Como en el resto de ámbitos, el trabajo alimentario se sostiene sobre turnos de Servicio Básico Comunitario que todas las personas cumplimos según nuestras posibilidades. Un ciclo puedes estar en semillero, otro en reparto en bicicleta eléctrica, otro en cocina de Comba o en limpieza de acequias; la rotación no es capricho, es aprendizaje distribuido y orgullo compartido. Los Gremios de Bien Común de agroecología, pesca artesanal, panificación o conservación marcan estándares de seguridad, ergonomía y calidad, y vetan técnicamente prácticas que pongan en riesgo suelos, aguas o cuerpos. El pasaporte de capacidades no mide heroicidades, sino oficio bien hecho y cuidado del conjunto.
La innovación, lejos de desnaturalizar, nos devolvió matices. Recuperamos centenares de variedades locales y las cruzamos con líneas resilientes a calor y salinidad; cultivamos leguminosas que antes se despreciaban y hoy son columna vertebral de la proteína vegetal; usamos fermentación de precisión y micoproteínas para complementar aminoácidos en dietas colectivas de escuelas y hospitales sin disparar Codos; integramos pequeños módulos de invernadero pasivo con almacenamiento térmico en roca y agua salobre para producir verduras críticas en inviernos duros; y mantenemos bancos de semilla en red que no son museos, sino reservas vivas que entran y salen de campo cada campaña para no perder vigor. Cada mejora que reduce Codos a escala se comparte de inmediato y retorna reconocimiento a quien la hizo posible, porque aquí la propiedad del conocimiento es comunitaria y la reputación nace del servicio.
El consumo cotidiano cambió sin dogmas y con mucha conversación. La canasta básica privilegia alimentos poco procesados y de temporada, pero el derecho a la elección se preserva dentro de los límites; las cocinas de barrio ofrecen menús normocalóricos ajustables a culturas y alergias, y las escuelas enseñan a niñas y niños a leer un perfil de suelo con la misma naturalidad con la que antes se aprendía a multiplicar. La carne aparece poco y con sentido; el pescado es costero y artesanal, con vedas que respetamos como si fueran festividades sagradas; el dulce existe, pero no depende del jarabe barato que nos anestesió el paladar durante décadas. A fuerza de practicarlo, descubrimos que la soberanía alimentaria no se decreta: se cocina, se siembra y se mastica.

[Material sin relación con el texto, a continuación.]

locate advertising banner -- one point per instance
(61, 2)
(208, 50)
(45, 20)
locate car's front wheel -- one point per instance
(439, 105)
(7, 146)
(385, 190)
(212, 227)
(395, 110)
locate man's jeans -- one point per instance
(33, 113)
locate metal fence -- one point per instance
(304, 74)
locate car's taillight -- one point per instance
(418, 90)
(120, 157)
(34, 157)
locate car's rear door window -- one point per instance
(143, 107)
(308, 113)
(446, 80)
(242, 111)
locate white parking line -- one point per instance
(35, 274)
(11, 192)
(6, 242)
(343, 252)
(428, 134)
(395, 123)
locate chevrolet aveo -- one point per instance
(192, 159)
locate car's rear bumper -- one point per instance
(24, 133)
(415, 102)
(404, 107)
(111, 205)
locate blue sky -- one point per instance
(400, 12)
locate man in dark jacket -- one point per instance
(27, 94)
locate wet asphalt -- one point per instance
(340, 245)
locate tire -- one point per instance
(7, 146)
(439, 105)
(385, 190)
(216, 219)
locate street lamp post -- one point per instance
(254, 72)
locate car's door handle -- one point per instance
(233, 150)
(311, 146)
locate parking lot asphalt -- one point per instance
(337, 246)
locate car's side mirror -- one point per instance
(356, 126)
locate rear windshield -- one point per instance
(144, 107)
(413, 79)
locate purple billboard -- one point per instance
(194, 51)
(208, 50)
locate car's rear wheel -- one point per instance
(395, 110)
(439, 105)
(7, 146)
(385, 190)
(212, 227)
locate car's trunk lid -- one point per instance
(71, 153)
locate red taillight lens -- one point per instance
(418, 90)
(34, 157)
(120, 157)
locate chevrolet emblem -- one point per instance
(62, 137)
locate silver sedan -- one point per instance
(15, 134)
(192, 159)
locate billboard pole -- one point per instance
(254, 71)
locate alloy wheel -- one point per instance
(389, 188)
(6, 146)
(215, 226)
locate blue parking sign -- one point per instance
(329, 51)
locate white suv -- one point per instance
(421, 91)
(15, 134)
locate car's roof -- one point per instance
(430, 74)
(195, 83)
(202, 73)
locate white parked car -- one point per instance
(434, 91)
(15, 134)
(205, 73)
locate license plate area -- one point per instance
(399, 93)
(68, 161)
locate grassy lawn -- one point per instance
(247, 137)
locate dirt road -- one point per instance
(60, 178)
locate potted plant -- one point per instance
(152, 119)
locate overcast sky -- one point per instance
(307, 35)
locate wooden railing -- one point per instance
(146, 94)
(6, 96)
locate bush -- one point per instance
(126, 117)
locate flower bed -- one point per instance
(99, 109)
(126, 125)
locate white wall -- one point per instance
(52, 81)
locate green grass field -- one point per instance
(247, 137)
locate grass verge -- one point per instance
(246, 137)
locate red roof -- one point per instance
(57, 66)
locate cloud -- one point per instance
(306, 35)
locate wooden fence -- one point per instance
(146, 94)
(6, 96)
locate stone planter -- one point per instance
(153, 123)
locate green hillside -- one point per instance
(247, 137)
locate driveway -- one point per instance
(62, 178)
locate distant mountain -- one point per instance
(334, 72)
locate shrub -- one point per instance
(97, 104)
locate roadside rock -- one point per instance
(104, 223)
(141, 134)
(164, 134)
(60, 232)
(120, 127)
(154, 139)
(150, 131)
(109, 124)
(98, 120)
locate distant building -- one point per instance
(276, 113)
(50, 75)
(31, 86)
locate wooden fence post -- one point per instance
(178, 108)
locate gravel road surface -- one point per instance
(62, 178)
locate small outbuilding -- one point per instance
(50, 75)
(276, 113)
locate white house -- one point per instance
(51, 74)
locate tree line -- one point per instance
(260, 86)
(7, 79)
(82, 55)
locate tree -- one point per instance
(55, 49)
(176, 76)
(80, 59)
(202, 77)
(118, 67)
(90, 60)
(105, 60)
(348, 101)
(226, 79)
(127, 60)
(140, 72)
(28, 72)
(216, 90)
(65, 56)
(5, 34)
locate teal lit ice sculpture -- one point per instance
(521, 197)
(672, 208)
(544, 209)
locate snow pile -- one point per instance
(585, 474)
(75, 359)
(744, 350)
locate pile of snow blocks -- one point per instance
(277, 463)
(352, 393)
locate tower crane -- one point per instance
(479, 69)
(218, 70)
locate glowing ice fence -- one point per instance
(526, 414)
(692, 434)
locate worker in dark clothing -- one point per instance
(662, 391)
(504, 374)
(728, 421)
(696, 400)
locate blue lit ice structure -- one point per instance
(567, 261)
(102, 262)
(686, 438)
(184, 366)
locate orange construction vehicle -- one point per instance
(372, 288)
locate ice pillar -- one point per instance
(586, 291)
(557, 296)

En un mundo todavía convulso, la erradicación del hambre es quizá nuestra declaración política más íntima y más radical. No la logramos repartiendo barras de pan desde un camión, sino rehaciendo de abajo arriba el sistema que conecta fotosíntesis, manos y platos, y blindando con reglas y con afectos lo que jamás debió ponerse a subasta. Si hoy puedo decir que como bien, que sé de dónde viene cada bocado y que ninguno de mis vecinos se acuesta sin cenar, no es porque hayamos domesticado al clima ni porque la tecnología nos autorice cualquier capricho: es porque decidimos que alimentar es cuidar, y cuidamos con instituciones, con oficios y con límites. Y ya me conocéis: la realidad existió primero en la imaginación y el deseo.